Depending on the type of procedure performed, and the surgeon’s preference, the dog may leave with no bandage or with a Robert Jones bandage, which is a soft cast that immobilizes the joint to some degree. The dog’s activities are severely restricted the first week following surgery. The dog is confined and allowed outside on a leash for eliminations only. Gradual resumption of normal activity over a six- to twelve-week period is the standard.

Dr. Riegger says, “For one week, the dog gets to sit around and watch Oprah! Over the next six to seven weeks, the dog returns to his normal life pattern. We do check-ups at one, two, four and eight weeks. Usually the recovery rate at these visits is 24%, 50%, 75%, perfect. Ninety-five percent of the dogs regain 95% use of their leg within eight weeks.”
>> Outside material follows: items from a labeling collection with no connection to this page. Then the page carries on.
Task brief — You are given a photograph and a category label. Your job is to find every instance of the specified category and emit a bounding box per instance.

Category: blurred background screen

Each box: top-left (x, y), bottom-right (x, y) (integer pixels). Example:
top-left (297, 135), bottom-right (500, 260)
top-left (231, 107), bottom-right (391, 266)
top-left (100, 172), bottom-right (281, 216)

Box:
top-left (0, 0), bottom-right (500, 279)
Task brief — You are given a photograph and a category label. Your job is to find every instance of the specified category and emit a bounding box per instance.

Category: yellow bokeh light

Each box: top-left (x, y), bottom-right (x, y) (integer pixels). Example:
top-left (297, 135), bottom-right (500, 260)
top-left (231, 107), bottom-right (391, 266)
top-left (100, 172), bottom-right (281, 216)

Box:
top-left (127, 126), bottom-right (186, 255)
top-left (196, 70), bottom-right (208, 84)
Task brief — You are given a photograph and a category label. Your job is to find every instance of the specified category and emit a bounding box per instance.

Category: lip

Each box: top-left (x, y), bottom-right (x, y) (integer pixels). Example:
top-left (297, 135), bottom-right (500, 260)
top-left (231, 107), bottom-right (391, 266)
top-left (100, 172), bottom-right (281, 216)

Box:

Amber and Jojo both left the hospital with soft bandages. Amber suffered depression during her recovery because she was a very social dog and missed her contacts with people. The depression ended once she regained her strength and ability to move around. Owners are urged to do range-of-motion exercises with their dog during recovery to help strengthen the joint and muscles. This is particularly true with large dogs.

The best reward for doing this surgery is seeing a dog who was lame and in constant pain running, playing and hiking without difficulty.